李瓊心中冷笑,他知道這最後一根稻草,終於壓垮了這頭老駱駝。
這消息自然是假的,是李瓊早就安排好的戲碼。
但他知道,對於張閣老這種人來說,身家性命可以賭,但整個家族的存續和自己一生的清譽,是絕對不能賭的。
魏國公是他多年的死敵,趁他不在京城,落井下石這種事完全做得出來。
“閣老。”李瓊收起了臉上的驚慌,重新坐下,語氣變得意味深長。
“看來,京城那邊的風,比我們北境的還要冷啊。您是想留在這裡,等著被那些豺狼分食乾淨。”

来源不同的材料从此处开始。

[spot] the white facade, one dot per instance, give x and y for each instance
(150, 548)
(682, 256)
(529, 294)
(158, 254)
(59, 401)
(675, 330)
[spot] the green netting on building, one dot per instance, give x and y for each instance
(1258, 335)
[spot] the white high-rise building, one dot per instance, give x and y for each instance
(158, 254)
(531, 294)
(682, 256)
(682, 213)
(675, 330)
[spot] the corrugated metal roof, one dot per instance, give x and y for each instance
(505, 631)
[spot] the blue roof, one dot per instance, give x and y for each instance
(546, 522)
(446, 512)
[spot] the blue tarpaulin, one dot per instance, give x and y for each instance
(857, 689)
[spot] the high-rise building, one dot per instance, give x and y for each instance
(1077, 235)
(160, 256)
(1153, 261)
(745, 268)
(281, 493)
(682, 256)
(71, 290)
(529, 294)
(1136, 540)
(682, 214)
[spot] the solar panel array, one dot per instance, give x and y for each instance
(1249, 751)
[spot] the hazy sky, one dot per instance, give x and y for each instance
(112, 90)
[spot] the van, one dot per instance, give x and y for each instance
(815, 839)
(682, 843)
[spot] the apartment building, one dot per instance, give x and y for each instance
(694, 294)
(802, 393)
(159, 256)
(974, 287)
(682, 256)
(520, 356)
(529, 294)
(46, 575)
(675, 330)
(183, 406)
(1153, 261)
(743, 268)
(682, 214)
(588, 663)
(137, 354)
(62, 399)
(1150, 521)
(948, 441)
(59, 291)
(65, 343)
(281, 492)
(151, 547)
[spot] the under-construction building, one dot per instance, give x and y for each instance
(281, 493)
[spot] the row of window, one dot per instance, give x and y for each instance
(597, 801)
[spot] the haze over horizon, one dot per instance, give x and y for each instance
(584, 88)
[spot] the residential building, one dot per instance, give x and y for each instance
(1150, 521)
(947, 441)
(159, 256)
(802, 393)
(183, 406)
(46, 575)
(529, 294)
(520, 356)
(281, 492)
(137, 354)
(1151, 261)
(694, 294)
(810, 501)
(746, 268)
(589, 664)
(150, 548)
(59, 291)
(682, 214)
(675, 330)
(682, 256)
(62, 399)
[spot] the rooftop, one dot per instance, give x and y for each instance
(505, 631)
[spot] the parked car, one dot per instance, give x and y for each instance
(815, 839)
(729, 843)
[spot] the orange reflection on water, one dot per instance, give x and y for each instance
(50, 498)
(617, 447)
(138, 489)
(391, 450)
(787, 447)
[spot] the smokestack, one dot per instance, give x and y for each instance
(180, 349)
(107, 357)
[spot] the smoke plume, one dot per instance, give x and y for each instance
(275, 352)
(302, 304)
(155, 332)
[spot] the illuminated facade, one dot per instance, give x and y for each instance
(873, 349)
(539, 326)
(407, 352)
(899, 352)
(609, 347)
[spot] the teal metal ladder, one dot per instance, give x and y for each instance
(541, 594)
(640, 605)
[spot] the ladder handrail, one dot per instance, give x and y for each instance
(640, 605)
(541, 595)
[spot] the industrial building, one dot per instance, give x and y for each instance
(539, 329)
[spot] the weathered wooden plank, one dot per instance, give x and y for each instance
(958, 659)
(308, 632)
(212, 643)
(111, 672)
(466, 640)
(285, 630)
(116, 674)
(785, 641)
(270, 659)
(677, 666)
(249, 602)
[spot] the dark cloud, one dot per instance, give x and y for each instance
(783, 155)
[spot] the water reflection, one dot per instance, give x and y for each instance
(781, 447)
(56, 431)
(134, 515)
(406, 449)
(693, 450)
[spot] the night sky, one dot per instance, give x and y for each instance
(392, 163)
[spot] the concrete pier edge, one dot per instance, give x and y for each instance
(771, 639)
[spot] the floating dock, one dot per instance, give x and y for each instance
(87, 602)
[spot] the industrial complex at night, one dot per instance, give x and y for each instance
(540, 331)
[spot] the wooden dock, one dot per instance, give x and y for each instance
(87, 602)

“還是跟我們談一筆能讓您安然無恙回到京城,並且能保住家族的生意?”
張閣老癱坐在椅子上,雙目無神,仿佛瞬間被抽走了所有的精氣神。
他知道自己已經輸了,輸得一敗塗地。
從他踏入這座鎮北關開始,他就掉進了一個精心設計的陷阱。
他麵對的根本不是一個有勇無謀的武夫,而是一個比他更狠,更了解人性的魔鬼。